All these are based on percentages of confirmed cases? It doesn't seem like they're accounting for cases that never come in and get tested, so it's probably actually lower. That's basically impossible to eatate at this point. The flu has been around long enough that they can make educated guesses.
The percentages you are seeing are coming from dashboards that are only counting confirmed cases. The dashboards are not trying to predict the final CFR, they are simply tallying the currently known CFR. This is not an estimate or a prediction for how things will turn out. It’s the epidemiologists that estimate what the real CFR might end up being, and there are plenty of data points that can help them get a decent estimate.

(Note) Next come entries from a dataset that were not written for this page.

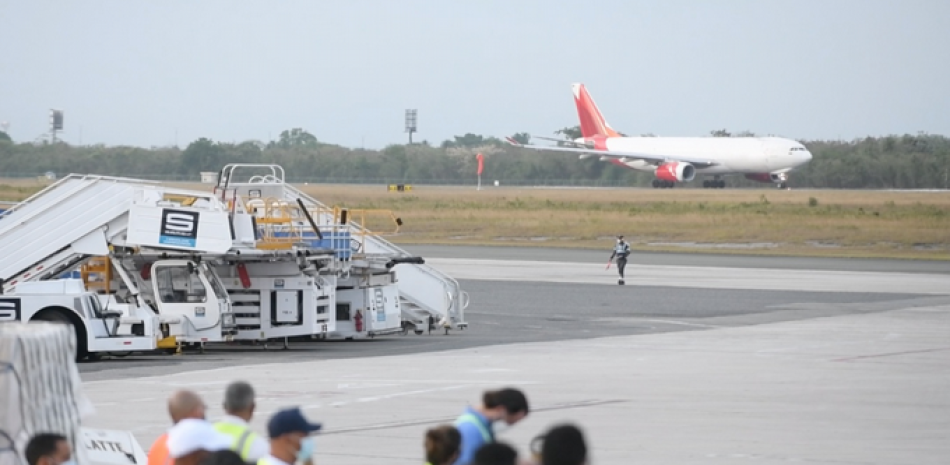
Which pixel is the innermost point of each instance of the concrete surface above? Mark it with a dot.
(681, 259)
(694, 276)
(869, 389)
(706, 365)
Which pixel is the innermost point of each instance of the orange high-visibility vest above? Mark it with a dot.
(158, 454)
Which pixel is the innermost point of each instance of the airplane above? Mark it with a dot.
(679, 159)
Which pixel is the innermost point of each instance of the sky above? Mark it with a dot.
(160, 73)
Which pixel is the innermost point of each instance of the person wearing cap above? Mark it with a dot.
(621, 251)
(290, 440)
(191, 440)
(239, 405)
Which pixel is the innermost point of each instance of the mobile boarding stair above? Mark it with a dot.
(84, 216)
(429, 298)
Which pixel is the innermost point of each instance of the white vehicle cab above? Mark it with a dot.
(81, 217)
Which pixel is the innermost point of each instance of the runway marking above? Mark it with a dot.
(890, 354)
(695, 277)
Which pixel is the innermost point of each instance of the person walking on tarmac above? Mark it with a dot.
(478, 426)
(621, 251)
(239, 405)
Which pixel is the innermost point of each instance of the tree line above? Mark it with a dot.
(909, 161)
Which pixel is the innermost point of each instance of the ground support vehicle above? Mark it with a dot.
(81, 217)
(428, 298)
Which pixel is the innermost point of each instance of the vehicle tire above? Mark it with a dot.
(58, 316)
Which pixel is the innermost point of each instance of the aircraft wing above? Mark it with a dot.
(562, 141)
(626, 156)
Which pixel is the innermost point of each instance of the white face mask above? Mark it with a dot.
(500, 426)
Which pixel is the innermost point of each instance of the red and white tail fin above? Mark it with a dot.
(592, 122)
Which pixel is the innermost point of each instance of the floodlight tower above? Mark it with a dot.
(410, 123)
(55, 123)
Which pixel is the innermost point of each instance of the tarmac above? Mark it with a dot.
(695, 360)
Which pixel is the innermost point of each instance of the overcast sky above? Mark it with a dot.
(153, 73)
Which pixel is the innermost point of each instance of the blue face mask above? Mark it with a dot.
(306, 449)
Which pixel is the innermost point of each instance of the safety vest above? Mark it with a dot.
(243, 437)
(469, 418)
(158, 454)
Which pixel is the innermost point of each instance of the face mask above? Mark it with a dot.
(500, 426)
(306, 449)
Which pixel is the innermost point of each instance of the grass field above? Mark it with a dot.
(798, 222)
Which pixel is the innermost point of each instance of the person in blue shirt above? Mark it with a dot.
(478, 425)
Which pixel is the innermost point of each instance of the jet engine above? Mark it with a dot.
(676, 172)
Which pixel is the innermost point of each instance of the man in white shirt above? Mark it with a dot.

A big debate is how many asymptomatic/mild cases are not being counted as confirmed cases. One way to figure this out - find out the how the virus affects large groups of people that are randomly tested, where testing criteria isn’t based on a person developing symptoms. So imagine a case where 10k people were exposed to a confirmed case, and that same day we take all 10k people and start testing and monitoring. If we find 5000 confirmed cases, we check after 6-8 weeks, how many of them never develop any symptoms? How many have mild symptoms, and how many are hospitalized or die? If the rate is 80% mild/no symptoms, 20% severe/2% die, then we can apply that rate to completed cases to see how many cases we missed. If the completed numbers are showing 40% severe cases, we know we’re likely missing half the milder cases, and can adjust the CFR by half to 1.7%. But if the ratio is 25% severe cases, then we are not missing much, and the estimated CFR will only be lowered to 2.7%. (Obviously this is a simplified explanation as experts will be adjusting for age, health conditions, and other factors).

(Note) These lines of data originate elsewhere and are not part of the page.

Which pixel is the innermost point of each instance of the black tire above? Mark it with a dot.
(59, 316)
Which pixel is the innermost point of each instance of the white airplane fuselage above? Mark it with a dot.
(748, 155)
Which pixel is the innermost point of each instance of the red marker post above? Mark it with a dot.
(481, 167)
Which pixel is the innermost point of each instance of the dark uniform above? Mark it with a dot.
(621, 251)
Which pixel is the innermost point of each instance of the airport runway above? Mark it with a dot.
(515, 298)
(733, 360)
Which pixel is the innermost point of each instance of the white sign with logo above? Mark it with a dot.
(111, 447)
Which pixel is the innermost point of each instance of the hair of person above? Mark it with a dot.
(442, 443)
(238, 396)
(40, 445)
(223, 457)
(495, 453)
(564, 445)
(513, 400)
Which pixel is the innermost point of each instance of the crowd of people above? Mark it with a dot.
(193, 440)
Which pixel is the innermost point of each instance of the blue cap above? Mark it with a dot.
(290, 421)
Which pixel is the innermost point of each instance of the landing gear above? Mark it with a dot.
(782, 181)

Where might we find significant testing not based on symptoms? South Korea is testing the entire church cult consisting of 210k members. We might need to be patient until all this data is ready, but regardless it’s too early to say what the final CFR will be.
One last thing - the experts provided estimates of about 8% CFR for SARS during that outbreak but, that number was actually revised upwards to 10% after everything was over. Which means the experts overestimated the amount of unconfirmed cases. When we see expert estimates of 1-3% CFR, they’re already basing that on their estimate of unconfirmed cases. No need to adjust and reduce their numbers further.